Джан повесила трубку и походила по комнате. Она дрожала. В этом доме всегда было холодно. Джан ненавидела его.
Сможет ли она предстать сегодня вечером перед барракудами? Может ли Джан позволить себе не сделать этого? Счастливая Шарлин, ее избавили. Никто не может избавить Джан. И что она наденет, если пойдет сегодня вечером? Это не такой легкомысленный вопрос, как кажется. Единственный смысл показа состоит в том, чтобы продемонстрировать, что она выглядит хорошо, чувствует себя хорошо, что она в порядке. Но удастся ли ей выглядеть хорошо? Без Май у Джан не было советчика и не было уверенности в собственном выборе. «Надо смотреть правде в лицо, – сказала она себе, – когда Май умерла, ты потеряла и своего лучшего друга, и свой стиль».
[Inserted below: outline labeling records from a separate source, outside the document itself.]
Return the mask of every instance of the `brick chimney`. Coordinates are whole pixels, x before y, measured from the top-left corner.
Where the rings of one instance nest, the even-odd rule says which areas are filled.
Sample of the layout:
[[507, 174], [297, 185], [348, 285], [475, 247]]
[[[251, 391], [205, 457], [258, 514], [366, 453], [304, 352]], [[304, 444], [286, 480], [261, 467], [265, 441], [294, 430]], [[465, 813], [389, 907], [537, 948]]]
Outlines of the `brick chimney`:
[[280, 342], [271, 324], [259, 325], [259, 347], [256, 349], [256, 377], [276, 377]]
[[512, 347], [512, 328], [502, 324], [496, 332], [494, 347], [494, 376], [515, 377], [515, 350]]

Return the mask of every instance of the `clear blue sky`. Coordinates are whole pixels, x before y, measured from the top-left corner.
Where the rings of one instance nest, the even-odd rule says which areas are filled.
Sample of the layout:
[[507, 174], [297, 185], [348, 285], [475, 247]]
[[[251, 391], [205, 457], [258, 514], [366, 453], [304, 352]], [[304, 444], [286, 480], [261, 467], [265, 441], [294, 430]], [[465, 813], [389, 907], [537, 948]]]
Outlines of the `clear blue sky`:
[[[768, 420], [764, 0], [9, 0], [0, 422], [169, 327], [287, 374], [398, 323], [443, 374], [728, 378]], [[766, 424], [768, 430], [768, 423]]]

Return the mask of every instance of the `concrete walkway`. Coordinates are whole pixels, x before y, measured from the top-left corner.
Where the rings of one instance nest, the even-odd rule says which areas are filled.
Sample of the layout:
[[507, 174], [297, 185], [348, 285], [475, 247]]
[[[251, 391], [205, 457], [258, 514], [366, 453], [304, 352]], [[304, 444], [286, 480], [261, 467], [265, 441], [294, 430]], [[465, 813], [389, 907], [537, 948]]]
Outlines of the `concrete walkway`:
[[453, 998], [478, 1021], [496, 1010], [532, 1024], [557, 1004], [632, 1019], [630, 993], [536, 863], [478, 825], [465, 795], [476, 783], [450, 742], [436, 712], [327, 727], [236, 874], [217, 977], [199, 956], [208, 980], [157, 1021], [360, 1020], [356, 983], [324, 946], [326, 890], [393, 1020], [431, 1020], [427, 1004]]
Со всем этим так много хлопот. Найти хорошее платье, сделать прическу, маникюр, педикюр, макияж, подобрать духи, украшения – все в целом. Джан просто измучилась, думая об этом. А потом, потом начнется тяжелое испытание – на нее будут смотреть и ее будут оценивать тридцать или сорок миллионов человек. Джан представила, как приближаются камеры, как комментатор начинает свой скандальный рассказ, как зрители дома у экранов смотрят во все глаза на сигнальное табло. И как камеры подогревают зрителей, показывая крупным планом проигравших, когда будут объявлены имена победителей.
– Нет, – простонала Джан, прошла в спальню и рухнула там на постель.
Она достала еще две таблетки ксенекса и проглотила их, не запивая. Прошло еще больше часа. И вот зазвонил телефон. Джан подняла трубку, будто это была ядовитая змея.
– Алло, – нерешительно произнесла она.
– Джан? Слава Богу! Это Брюстер.
– Брюстер? О Боже, Брюстер. Так радостно слышать тебя! – Тепло заполнило все ее тело. Это было просто физическое ощущение. – Брюстер, привет, – повторила она.
– У тебя все в порядке, Джан? – спросил Мур. Телефон щелкнул и затрещал от помех.
«Он, должно быть, звонит издалека. Из Южной Америки, – подумала Джан. – Брюстер там в командировке? Как хорошо, что он позвонил».
– У тебя все в порядке? – повторил доктор Мур.
– Я так растеряна, Брюстер. Это звучит глупо, но я чувствую конец.
– Какой конец? – спросил он. – Джан, я едва слышу тебя. О каком конце ты говорила?
– Жизнь кончается. О Брюстер, мне так плохо. Ничего в жизни не получается так, как я хочу. У меня был второй шанс, и я упустила его. Я просто не смогла успешно использовать его.
Голос ее дрожал. Даже ей он казался слабым и далеким.
– Ужасная связь! – прокричал Брюстер. – Нас разъединяют. Что ты сказала? Тебе что-то не удалось?